Please check the contents of 'hlt.log' for details.
exit status: 1
done
Another instance of this issue was in CMSSW_12_4_X_2022-11-01-1100
.
https://cmssdt.cern.ch/SDT/jenkins-artifacts/HLT-Validation/CMSSW_12_4_X_2022-11-01-1100/el8_amd64_gcc10/HLT_Integration_PIon_MC.log
+hlt
I will try to come up with a solution, e.g. https://github.com/cms-sw/cmssw/issues/39345#issuecomment-1244964477; ETA: EOY
#40004 and its backports have removed queries to ConfDB
in IB tests.
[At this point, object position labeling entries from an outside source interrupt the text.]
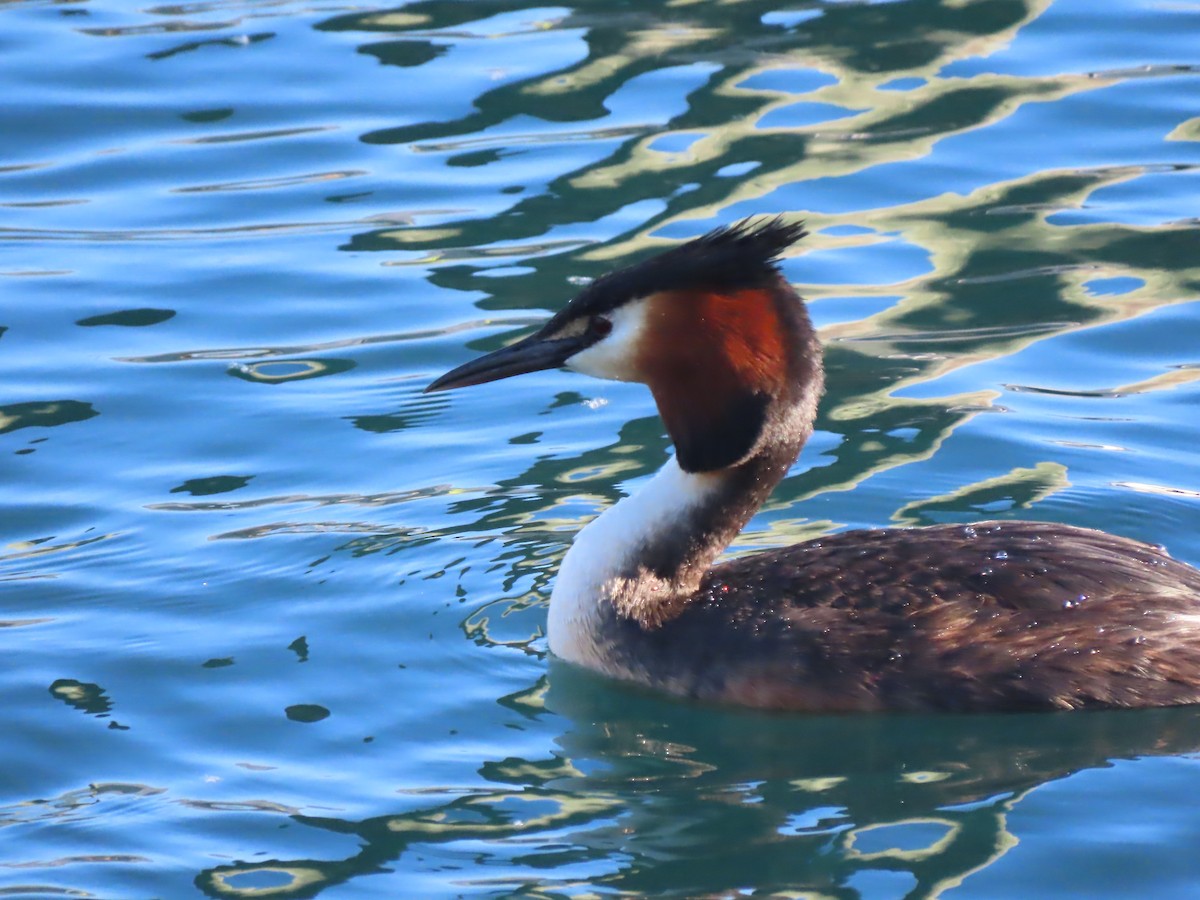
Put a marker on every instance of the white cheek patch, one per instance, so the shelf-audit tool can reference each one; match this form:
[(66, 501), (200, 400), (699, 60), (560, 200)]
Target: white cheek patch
[(616, 355)]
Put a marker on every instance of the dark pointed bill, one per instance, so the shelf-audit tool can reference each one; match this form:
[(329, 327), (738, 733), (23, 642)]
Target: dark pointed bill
[(531, 354)]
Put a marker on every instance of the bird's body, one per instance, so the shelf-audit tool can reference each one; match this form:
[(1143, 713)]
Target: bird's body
[(983, 617)]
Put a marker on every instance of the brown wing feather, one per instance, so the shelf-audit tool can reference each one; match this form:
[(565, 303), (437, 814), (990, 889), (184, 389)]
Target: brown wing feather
[(993, 616)]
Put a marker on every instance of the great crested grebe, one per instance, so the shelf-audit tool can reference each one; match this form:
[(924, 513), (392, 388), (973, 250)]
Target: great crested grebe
[(983, 617)]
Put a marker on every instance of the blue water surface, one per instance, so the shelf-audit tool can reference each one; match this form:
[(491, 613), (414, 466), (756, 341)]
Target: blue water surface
[(273, 618)]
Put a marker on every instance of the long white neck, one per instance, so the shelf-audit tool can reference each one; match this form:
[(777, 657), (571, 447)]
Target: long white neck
[(607, 553)]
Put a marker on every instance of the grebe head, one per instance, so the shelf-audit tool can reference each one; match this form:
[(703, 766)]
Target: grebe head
[(711, 327)]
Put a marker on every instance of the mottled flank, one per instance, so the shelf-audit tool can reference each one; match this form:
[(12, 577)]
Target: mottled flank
[(987, 617)]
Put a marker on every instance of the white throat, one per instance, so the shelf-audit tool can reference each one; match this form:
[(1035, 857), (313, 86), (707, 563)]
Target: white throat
[(601, 553)]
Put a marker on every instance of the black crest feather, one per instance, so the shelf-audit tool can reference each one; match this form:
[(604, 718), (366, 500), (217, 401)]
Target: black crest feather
[(729, 258)]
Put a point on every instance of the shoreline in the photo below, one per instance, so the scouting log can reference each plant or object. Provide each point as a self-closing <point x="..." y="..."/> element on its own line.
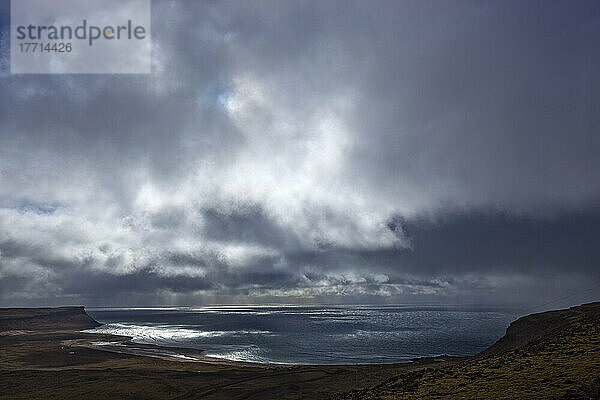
<point x="127" y="345"/>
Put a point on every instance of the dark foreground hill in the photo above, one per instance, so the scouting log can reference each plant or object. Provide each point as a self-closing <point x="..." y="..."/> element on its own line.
<point x="550" y="355"/>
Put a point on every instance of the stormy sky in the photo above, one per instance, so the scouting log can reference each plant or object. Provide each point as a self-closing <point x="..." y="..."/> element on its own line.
<point x="312" y="152"/>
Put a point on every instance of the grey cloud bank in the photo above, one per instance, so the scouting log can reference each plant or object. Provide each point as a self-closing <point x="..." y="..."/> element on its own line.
<point x="312" y="152"/>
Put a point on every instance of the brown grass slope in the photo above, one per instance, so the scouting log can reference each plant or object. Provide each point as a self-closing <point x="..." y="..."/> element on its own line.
<point x="551" y="355"/>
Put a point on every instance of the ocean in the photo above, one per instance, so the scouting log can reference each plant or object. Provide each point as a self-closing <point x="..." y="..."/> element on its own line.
<point x="312" y="334"/>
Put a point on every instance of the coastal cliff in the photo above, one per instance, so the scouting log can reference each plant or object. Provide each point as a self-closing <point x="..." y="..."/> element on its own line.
<point x="550" y="355"/>
<point x="46" y="319"/>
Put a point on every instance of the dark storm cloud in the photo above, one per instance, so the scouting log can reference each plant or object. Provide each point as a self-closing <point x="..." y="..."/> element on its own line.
<point x="312" y="151"/>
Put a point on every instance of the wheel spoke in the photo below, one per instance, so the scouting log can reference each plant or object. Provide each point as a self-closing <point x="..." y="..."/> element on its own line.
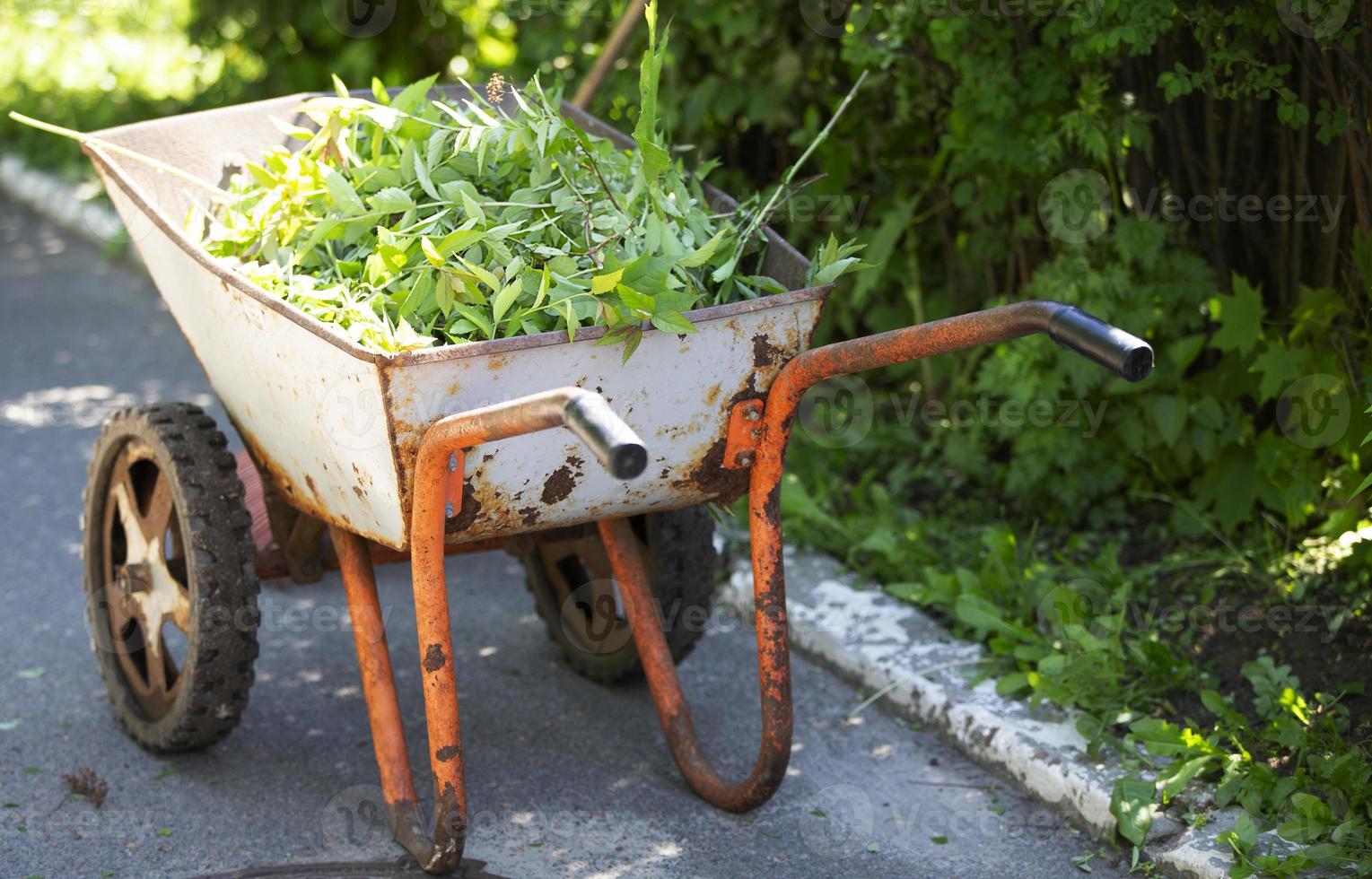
<point x="158" y="518"/>
<point x="155" y="653"/>
<point x="179" y="609"/>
This should, by construction, remove occurrences of this issue for 12_4_X
and higher, so I'm signing this.
Having said that, the root cause of these failures (see also #39345) still escapes me. The symptom is a failure in downloading configurations from ConfDB (only some of them usually, during the same IB), which leads to invalid cfg files. The nodes running tests in IB don't have /afs
access, so the ConfDB .jar
files are downloaded locally, but it's unclear (to me) whether or not this is part of the issue. The code seems to account for the fact that multiple downloads can happen simultaneously, but I didn't try to stress-test this.
+core
Although in the end there wasn't much (anything?) for core.
@cmsbuild, please close
This issue is fully signed and ready to be closed.